"İçtihat Metni"
MAHKEMESİ :Asliye Hukuk Mahkemesi
KARAR : Kabul
Taraflar arasındaki kamulaştırmasız el atılan taşınmaz bedelinin tahsili istemine ilişkin asıl ve birleştirilen davada yapılan yargılama sonunda mahkemece asıl ve birleştirilen davaların kabulüne karar verilmiştir.
Kararın davalı idare tarafından temyiz edilmesi üzerine hükmün onanmasına karar verilmiş, onama kararına karşı davalı idare vekili karar düzeltme talebinde bulunmuş ve karar düzeltme talebinin de reddine karar verilmesi üzerine hüküm 08.05.2019 tarihinde kesinleşmiştir.
Davalı idare vekili; 01.10.2019 tarihli tavzih dilekçesi ile; mahkemece hükme esas alınan 28.07.2015 tarihli fen bilirkişi raporunda A harfi ile gösterilen 231,06 m²lik kısmın tapu kaydının iptali ile davacı paylarının yol olarak terkinine karar verilmiş ise de fen bilirkişi raporundaki koordinatlar ile sayısallaşma sonucu oluşan koordinatlar uyumlu olmadığından koordinatlı krokiye göre işlem yapılabilmesi için hükmün tavzihini talep etmiştir.
İstanbul Anadolu 8. Asliye Hukuk Mahkemesince verilen 09.10.2020 tarihli ek karar ile tavzih isteminin kabulüne karar verilmiştir.
İstanbul Anadolu 8. Asliye Hukuk Mahkemesinin yukarıda belirtilen 09.10.2020 tarihli ek kararına karşı süresi içinde taraf vekilleri temyiz isteminde bulunmuştur.
Dairemizce yapılan inceleme sonucu; kesinleşen mahkeme kararında 231,06 m²lik bölümün bedelinin tahsiline karar verildiği hâlde, tavzih kararı ile 215,98 m²lik kısmın terkinine karar verilmesinin doğru olmadığını, 6100 sayılı Hukuk Muhakemeleri Kanunu’nun (6100 sayılı Kanun) 305 inci maddesinde hüküm yeterince açık değilse veya icrasında tereddüt yaratıyor yahut birbirine aykırı fıkralar içeriyorsa icrası tamamlanıncaya kadar taraflardan her biri hükmün açıklanmasını veya tereddüt ya da aykırılığın giderilmesini isteyebilir. Yine 6100 sayılı Kanun'un 305 inci maddesinin ikinci bendine göre de "Hüküm fıkrasında taraflara tanınan haklar ve yüklenen borçlar tavzih yolu ile sınırlandırılamaz, genişletilemez ve değiştirilemez." hükümleri göz önünde bulundurulduğunda, kesinleşen hükmün esasını değiştirecek şekilde karar verilmesi mümkün olmadığından, mahkemece davalı idare vekilinin tavzih talebinin reddi yerine tavzih talebinin kabulüne karar verilmesi doğru bulunmadığından 09.10.2020 tarihli ek kararın bozulmasına karar verilmiştir.
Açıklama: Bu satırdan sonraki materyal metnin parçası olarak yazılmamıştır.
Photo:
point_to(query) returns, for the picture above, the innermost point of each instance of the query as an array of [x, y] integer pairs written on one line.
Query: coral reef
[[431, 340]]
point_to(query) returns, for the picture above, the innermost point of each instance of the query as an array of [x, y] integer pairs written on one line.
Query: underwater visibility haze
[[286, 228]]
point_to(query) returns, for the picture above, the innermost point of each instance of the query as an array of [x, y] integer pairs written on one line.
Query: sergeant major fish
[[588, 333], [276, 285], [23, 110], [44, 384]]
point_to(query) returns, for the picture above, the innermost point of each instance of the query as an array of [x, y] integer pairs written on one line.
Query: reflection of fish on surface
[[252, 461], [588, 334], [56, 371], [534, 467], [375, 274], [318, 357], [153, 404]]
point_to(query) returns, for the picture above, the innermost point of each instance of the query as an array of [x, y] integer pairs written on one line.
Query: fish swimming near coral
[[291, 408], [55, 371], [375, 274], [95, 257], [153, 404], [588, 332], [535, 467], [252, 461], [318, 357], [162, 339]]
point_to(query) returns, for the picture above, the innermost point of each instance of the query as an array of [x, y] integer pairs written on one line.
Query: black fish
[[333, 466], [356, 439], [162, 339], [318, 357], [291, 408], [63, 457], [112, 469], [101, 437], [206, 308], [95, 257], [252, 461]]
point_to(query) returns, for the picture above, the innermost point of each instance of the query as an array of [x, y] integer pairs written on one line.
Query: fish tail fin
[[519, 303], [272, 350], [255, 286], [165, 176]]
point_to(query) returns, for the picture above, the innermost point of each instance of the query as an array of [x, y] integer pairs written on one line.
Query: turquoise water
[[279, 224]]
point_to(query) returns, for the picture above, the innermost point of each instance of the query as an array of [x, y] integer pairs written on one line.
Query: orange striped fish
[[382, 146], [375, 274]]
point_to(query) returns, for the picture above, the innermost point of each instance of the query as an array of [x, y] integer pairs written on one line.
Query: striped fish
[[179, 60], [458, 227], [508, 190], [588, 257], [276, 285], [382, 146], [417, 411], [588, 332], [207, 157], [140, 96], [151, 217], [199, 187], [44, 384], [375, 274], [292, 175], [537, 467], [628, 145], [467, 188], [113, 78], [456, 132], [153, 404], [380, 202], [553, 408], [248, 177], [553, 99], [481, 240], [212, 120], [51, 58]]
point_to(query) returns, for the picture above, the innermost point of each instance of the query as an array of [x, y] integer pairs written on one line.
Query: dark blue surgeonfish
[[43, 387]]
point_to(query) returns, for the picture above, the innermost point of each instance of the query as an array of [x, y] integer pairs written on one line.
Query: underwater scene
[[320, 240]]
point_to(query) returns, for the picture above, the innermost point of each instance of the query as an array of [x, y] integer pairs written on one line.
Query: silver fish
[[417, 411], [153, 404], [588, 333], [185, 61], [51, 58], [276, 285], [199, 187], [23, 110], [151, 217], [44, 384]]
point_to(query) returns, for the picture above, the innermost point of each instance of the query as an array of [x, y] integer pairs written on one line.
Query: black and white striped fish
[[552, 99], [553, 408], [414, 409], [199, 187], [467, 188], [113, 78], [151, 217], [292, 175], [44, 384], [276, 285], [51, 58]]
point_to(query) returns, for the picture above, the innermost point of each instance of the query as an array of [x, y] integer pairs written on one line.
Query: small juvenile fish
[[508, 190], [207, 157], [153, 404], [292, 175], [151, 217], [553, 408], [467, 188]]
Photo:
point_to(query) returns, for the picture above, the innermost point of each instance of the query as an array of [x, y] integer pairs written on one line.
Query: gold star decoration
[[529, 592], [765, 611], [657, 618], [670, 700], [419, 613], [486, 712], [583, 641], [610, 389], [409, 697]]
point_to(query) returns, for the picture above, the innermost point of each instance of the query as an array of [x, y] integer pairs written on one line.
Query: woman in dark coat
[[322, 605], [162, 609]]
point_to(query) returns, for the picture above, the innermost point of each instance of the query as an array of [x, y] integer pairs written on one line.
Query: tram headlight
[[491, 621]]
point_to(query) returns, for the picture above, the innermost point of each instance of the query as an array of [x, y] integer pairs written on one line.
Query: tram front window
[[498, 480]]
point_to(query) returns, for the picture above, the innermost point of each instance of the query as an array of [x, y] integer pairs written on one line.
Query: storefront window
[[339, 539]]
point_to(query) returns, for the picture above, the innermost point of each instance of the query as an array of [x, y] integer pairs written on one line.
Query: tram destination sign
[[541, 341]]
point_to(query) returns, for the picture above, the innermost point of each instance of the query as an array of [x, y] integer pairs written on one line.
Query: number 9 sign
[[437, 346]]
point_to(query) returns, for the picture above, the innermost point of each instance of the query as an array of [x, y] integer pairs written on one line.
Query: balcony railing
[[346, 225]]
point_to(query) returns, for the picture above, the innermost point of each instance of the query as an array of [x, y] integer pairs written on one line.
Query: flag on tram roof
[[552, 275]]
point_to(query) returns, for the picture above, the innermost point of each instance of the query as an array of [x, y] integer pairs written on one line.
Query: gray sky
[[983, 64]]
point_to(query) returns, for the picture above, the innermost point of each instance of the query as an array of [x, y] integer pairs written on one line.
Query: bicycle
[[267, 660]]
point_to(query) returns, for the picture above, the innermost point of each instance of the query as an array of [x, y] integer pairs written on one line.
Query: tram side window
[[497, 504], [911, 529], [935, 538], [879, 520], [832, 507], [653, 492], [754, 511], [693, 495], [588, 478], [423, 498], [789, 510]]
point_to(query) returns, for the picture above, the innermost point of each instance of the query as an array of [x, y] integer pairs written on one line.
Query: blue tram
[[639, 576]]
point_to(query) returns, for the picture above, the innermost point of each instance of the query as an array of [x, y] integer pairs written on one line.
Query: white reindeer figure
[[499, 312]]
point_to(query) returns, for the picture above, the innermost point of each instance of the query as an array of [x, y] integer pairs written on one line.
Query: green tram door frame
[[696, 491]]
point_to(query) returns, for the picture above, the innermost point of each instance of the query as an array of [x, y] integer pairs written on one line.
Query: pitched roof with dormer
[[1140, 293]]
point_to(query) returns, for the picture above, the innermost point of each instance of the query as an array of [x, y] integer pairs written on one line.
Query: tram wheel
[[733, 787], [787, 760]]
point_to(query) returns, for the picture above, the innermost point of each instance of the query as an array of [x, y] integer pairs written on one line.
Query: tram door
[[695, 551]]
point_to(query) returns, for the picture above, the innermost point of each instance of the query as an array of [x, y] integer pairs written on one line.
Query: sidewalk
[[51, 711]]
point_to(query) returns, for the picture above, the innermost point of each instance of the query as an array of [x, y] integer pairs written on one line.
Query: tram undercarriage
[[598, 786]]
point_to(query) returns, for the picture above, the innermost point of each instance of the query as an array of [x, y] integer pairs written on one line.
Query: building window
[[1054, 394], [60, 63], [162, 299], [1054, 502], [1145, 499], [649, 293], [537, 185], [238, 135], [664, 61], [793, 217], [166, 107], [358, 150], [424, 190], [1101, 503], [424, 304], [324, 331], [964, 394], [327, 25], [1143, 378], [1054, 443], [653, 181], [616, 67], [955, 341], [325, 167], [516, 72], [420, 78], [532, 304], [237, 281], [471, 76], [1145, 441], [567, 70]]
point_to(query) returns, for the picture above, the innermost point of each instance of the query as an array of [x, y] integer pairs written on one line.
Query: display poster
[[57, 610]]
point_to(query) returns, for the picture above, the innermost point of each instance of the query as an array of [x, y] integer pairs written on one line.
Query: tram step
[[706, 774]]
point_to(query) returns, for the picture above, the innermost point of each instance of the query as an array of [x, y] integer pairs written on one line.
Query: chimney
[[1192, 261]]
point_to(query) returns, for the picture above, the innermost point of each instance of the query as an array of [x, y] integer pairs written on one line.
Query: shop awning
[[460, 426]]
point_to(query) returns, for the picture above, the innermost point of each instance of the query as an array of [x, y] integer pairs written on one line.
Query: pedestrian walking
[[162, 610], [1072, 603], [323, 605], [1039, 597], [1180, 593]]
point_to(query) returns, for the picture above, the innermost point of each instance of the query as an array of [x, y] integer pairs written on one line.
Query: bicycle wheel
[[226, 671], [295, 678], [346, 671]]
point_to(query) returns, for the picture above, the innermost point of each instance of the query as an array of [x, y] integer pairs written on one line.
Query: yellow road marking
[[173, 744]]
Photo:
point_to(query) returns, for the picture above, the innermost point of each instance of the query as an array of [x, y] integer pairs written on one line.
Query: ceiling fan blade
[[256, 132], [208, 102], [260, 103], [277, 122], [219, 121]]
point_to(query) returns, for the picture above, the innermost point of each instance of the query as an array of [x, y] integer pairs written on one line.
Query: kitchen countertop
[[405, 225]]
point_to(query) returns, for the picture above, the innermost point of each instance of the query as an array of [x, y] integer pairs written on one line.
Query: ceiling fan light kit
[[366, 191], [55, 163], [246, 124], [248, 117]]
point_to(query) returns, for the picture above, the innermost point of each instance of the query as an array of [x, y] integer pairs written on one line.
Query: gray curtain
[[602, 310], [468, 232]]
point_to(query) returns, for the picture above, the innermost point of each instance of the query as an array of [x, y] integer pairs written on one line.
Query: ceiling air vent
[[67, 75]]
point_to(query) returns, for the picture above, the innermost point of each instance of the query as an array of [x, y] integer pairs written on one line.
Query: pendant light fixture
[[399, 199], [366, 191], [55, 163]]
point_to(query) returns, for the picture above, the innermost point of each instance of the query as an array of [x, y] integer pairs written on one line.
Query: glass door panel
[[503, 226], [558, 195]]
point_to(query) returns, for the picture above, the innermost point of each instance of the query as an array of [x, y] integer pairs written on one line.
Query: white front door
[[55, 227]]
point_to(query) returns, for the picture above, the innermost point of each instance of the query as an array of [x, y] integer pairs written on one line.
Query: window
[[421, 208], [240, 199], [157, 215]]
İstanbul Anadolu 8. Asliye Hukuk Mahkemesinin 17.05.2022 tarihli ek karar ile bozma kararına uyulmak suretiyle yapılan yargılama sonucunda tavzih talebinin reddine karar verilmiştir.
İstanbul Anadolu 8. Asliye Hukuk Mahkemesinin yukarıda belirtilen 17.05.2022 tarihli ek kararına karşı süresi içinde davalı idare vekili temyiz isteminde bulunmuştur.
Temyiz istemi, kesinleşen kararın tavzihi isteminin reddine yönelik İstanbul Anadolu 8. Asliye Hukuk Mahkemesinin 17.05.2022 tarihli ek kararına ilişkindir.
6100 sayılı Kanun’un 305 inci maddesinin ikinci fıkrası gözetildiğinde hükmü değiştirecek şekilde tavzih kararı verilmesinin usul ve yasaya uygun olmayacağı anlaşıldığından tavzih talebinin reddine karar verilmesinde bir isabetsizlik görülmemiştir.
Mahkemesince verilen ek karar yukarıda anılan Kanun hükümlerine uygun olduğundan temyiz isteminin reddi ile söz konusu ek kararın onanması gerekir.
KARAR
Açıklanan sebeplerle;
Mahkemece verilen 17.05.2022 tarihli ek kararın ONANMASINA,
Aşağıda yazılı harcın istenildiğinde davalı idareye iadesine, 21.02.2023 tarihinde oy birliğiyle karar verildi.